Five things to get Tivo back on top.
These are all good points. Tivo is a slow-moving company…slow to add features, slow to follow-through on customer suggestions, slow to innovate.
“Just being slightly better than the cable company’s garbage won’t cut it for much longer — again, the Media Center PC kicks your ass right now, and the high-end customer on which you’re currently relying is going to figure that out soon.”
It took Microsoft two years to add Xvid and DivX support to the Xbox 360. That seems like an eternity, but Tivo’s been on the scene for ten years and still hasn’t added this – or even considered it enough of a priority to mention that it’s being worked on. When Microsoft does something better than you, you’re probably doing something wrong!

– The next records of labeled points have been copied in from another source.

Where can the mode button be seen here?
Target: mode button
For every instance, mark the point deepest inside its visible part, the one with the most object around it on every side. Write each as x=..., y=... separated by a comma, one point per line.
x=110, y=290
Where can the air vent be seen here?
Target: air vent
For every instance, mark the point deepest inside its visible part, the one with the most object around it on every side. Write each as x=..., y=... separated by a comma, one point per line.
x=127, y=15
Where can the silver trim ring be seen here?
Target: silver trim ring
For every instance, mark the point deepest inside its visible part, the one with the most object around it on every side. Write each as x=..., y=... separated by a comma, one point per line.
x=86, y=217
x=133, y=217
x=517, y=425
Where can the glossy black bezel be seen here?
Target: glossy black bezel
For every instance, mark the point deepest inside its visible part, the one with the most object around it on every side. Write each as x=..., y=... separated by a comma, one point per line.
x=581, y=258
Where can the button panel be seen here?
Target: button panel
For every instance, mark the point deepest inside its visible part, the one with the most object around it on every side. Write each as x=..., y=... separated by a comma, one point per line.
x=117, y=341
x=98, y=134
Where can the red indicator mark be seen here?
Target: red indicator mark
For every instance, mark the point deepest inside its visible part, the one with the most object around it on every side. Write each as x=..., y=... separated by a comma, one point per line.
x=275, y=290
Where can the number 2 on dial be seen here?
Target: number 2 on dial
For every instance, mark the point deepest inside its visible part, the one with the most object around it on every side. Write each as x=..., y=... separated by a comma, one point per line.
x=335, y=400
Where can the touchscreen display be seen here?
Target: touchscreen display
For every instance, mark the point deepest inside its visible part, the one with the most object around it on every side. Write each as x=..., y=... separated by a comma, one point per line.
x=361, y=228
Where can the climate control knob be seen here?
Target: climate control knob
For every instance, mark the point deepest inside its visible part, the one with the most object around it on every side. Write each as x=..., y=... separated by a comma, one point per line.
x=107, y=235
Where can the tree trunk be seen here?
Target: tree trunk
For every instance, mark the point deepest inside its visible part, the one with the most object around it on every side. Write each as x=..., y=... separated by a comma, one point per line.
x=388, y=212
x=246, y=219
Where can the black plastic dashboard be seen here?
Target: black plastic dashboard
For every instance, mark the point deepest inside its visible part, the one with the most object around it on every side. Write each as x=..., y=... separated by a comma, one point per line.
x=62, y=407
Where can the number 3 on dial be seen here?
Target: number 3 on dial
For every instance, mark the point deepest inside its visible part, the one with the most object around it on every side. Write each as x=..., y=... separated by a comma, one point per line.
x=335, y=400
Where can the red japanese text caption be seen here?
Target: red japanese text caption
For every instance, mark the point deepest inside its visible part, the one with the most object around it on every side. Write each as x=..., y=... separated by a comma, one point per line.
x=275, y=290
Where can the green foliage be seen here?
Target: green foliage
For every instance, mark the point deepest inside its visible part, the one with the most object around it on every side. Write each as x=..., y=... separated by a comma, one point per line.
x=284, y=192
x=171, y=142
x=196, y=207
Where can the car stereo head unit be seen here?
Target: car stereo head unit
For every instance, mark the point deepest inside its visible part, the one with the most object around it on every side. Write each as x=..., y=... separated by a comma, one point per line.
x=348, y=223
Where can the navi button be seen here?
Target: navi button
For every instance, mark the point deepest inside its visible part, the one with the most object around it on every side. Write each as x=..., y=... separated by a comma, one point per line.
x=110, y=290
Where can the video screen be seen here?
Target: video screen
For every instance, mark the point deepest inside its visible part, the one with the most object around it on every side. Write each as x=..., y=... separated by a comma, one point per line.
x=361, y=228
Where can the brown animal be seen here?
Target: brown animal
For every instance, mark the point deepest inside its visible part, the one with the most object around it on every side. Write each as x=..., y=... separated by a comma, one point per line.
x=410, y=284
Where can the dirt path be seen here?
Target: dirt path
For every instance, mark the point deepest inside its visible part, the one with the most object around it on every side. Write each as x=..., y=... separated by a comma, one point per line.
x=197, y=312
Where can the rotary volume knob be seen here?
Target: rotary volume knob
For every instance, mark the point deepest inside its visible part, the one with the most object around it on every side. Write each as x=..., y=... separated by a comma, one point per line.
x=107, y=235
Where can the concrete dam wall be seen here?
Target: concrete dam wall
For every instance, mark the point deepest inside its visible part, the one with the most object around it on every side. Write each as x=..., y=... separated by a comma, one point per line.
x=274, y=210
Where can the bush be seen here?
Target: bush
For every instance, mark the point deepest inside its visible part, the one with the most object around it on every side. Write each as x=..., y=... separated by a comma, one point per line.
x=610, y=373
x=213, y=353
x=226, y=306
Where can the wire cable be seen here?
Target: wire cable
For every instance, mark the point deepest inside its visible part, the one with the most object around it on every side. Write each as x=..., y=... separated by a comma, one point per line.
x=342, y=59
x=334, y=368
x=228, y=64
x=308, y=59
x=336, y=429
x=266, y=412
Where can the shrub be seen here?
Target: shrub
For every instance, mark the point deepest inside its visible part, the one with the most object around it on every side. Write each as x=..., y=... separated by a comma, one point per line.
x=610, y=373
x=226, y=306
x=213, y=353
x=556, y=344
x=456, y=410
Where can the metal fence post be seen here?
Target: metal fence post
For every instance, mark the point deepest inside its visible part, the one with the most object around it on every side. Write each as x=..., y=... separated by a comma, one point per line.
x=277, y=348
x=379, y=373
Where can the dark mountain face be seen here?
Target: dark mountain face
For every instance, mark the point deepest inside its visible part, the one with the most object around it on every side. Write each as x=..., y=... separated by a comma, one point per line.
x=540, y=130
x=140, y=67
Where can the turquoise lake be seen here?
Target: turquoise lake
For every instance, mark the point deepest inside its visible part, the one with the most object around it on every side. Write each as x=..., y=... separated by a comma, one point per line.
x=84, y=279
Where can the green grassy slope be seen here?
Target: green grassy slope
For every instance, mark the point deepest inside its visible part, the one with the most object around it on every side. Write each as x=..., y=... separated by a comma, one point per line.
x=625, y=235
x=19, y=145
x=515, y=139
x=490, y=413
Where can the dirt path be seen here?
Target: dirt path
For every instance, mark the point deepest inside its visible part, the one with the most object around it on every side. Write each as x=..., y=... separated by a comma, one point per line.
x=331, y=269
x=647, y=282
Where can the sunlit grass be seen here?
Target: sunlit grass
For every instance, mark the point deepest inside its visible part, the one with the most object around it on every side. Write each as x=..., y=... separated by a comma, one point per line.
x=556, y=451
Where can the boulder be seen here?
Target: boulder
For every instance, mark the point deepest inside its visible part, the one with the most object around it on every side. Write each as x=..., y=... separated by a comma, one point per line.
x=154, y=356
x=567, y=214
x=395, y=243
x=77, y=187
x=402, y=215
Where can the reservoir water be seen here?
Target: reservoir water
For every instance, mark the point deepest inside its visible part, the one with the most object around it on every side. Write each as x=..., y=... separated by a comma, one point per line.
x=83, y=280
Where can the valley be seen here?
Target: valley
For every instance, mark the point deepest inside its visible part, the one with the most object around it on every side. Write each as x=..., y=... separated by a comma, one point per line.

The list of five leaves out one pretty glaring omission in Tivo’s strategy – they’re really only set up to handle cable and antenna customers.
Want to use Tivo in HD with your satellite service? Unless they can work out a deal with your satellite provider to manufacture integrated hardware, forget it. And even if they do, expect to be months behind your cable-subscribing friends in receiving software updates.
Want to use Tivo in HD with something even more proprietary like FIOS or UVerse? Good luck with that, buddy!
10% of pay TV customers get their service from the phone company, 30% get it from satellite, and the remaining 60% get it from the cable company (source), so I guess Tivo’s targeting the right people. But to just ignore 40% of the market…that doesn’t seem like the greatest plan either.